---
layout: blog
title: "Kubernetes 1.26: 节点非体面关闭进入 Beta 阶段"
date: 2022-12-16T10:00:00-08:00
slug: kubernetes-1-26-non-graceful-node-shutdown-beta
---

<!--
layout: blog
title: "Kubernetes 1.26: Non-Graceful Node Shutdown Moves to Beta"
date: 2022-12-16T10:00:00-08:00
slug: kubernetes-1-26-non-graceful-node-shutdown-beta
-->

<!--
**Author:** Xing Yang (VMware), Ashutosh Kumar (VMware)
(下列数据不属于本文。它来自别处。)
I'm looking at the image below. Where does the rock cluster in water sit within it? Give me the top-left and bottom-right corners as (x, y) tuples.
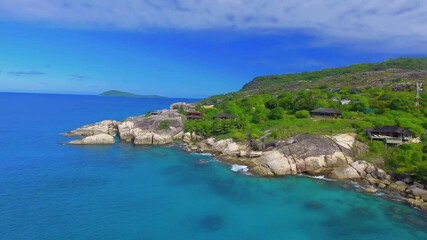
(65, 110), (184, 145)
(64, 103), (427, 210)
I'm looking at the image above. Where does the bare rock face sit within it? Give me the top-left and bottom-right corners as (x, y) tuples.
(328, 160), (387, 180)
(118, 110), (185, 145)
(69, 133), (115, 145)
(64, 120), (118, 137)
(133, 130), (173, 145)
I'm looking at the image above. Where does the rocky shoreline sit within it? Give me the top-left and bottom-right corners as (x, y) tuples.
(64, 110), (427, 211)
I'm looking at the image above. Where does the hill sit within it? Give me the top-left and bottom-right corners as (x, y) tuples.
(241, 58), (427, 92)
(99, 90), (165, 98)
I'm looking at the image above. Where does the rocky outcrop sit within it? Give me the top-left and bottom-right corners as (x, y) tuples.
(66, 110), (184, 145)
(133, 131), (173, 145)
(69, 133), (115, 145)
(118, 110), (184, 145)
(189, 133), (361, 176)
(64, 120), (118, 137)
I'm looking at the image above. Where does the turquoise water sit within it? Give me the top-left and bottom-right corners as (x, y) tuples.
(0, 94), (427, 240)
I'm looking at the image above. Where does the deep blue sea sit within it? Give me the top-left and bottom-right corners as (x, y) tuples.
(0, 93), (427, 240)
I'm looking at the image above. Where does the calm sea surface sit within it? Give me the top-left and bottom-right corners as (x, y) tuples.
(0, 93), (427, 240)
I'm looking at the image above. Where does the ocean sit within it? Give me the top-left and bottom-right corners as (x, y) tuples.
(0, 93), (427, 240)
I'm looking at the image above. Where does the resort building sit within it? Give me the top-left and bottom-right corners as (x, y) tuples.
(214, 113), (236, 120)
(310, 108), (342, 117)
(366, 126), (413, 144)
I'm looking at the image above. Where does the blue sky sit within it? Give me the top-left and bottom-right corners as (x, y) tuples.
(0, 0), (427, 98)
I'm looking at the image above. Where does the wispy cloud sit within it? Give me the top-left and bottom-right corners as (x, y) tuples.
(0, 0), (427, 52)
(70, 74), (90, 82)
(8, 71), (45, 77)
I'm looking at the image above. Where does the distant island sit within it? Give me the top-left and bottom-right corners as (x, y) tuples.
(99, 90), (166, 98)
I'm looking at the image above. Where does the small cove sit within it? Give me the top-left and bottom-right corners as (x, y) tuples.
(0, 94), (427, 240)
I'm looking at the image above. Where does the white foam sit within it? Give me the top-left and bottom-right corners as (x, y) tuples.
(231, 164), (249, 173)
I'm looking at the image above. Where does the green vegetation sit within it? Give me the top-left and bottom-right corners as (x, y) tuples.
(157, 120), (171, 130)
(99, 90), (164, 98)
(194, 58), (427, 181)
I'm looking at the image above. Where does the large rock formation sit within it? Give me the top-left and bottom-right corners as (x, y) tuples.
(64, 120), (118, 137)
(65, 110), (184, 145)
(191, 134), (364, 176)
(69, 133), (115, 145)
(328, 160), (387, 180)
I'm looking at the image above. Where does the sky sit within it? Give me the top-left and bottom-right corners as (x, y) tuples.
(0, 0), (427, 98)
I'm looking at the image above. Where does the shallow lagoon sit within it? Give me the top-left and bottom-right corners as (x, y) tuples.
(0, 94), (427, 240)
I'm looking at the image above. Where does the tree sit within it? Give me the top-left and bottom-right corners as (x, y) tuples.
(295, 110), (310, 118)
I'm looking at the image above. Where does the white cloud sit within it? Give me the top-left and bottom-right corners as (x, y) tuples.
(0, 0), (427, 52)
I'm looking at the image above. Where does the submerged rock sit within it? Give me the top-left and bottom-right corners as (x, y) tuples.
(64, 120), (118, 137)
(68, 133), (115, 145)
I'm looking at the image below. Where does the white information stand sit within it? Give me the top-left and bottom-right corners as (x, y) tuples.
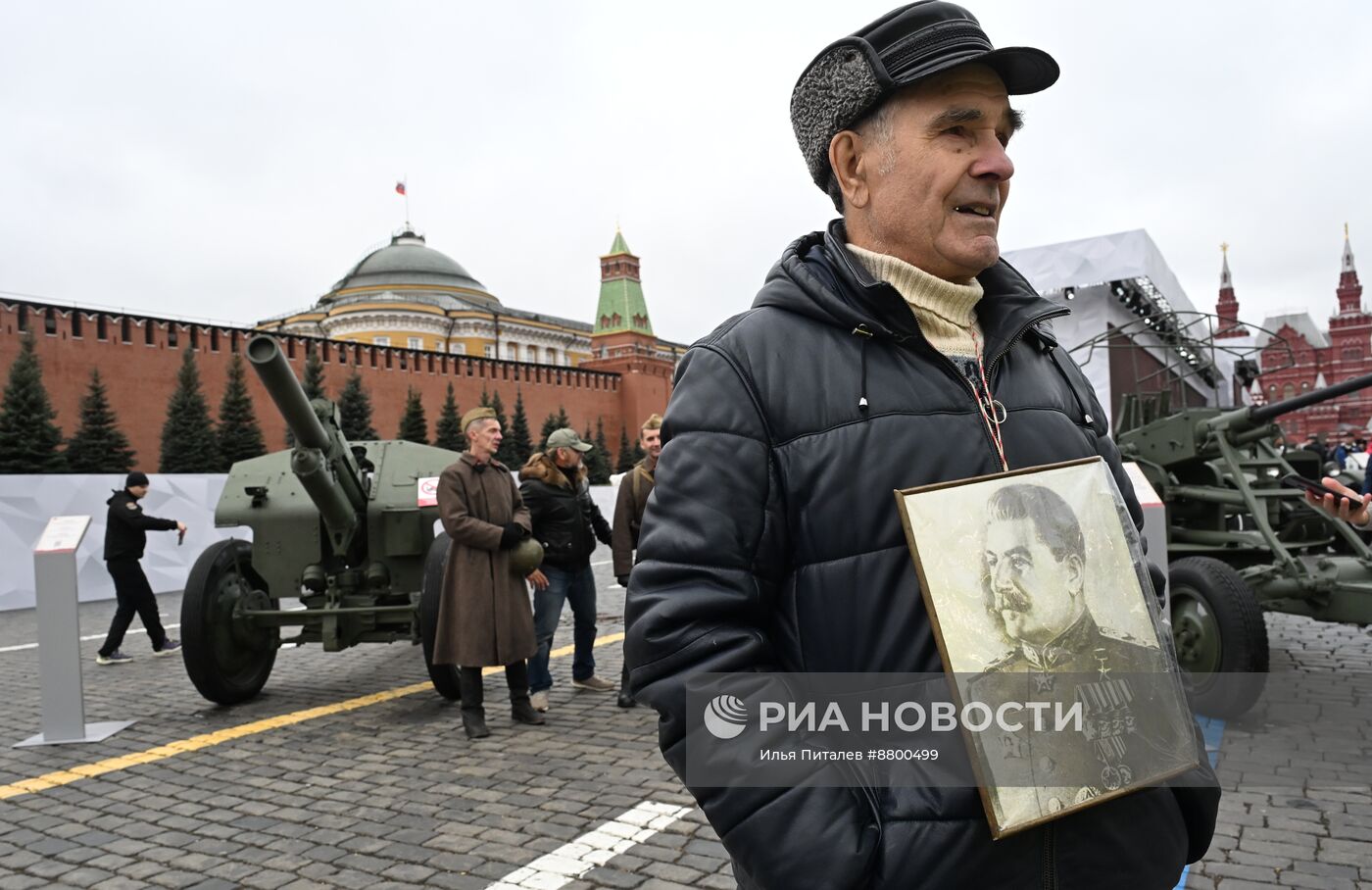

Kubernetes v1.24 [introduced](https://kubernetes.io/blog/2022/05/20/kubernetes-1-24-non-graceful-node-shutdown-alpha/) an alpha quality implementation of improvements
for handling a [non-graceful node shutdown](/docs/concepts/architecture/nodes/#non-graceful-node-shutdown).
In Kubernetes v1.26, this feature moves to beta. This feature allows stateful workloads to failover to a different node after the original node is shut down or in a non-recoverable state, such as the hardware failure or broken OS.
-->
**作者：** Xing Yang (VMware), Ashutosh Kumar (VMware)

**译者：** Xin Li (DaoCloud)

Kubernetes v1.24 [引入](https://kubernetes.io/blog/2022/05/20/kubernetes-1-24-non-graceful-node-shutdown-alpha/)
了用于处理[节点非体面关闭](/zh-cn/docs/concepts/architecture/nodes/#non-graceful-node-shutdown)改进的
Alpha 质量实现。

<!--
## What is a node shutdown in Kubernetes?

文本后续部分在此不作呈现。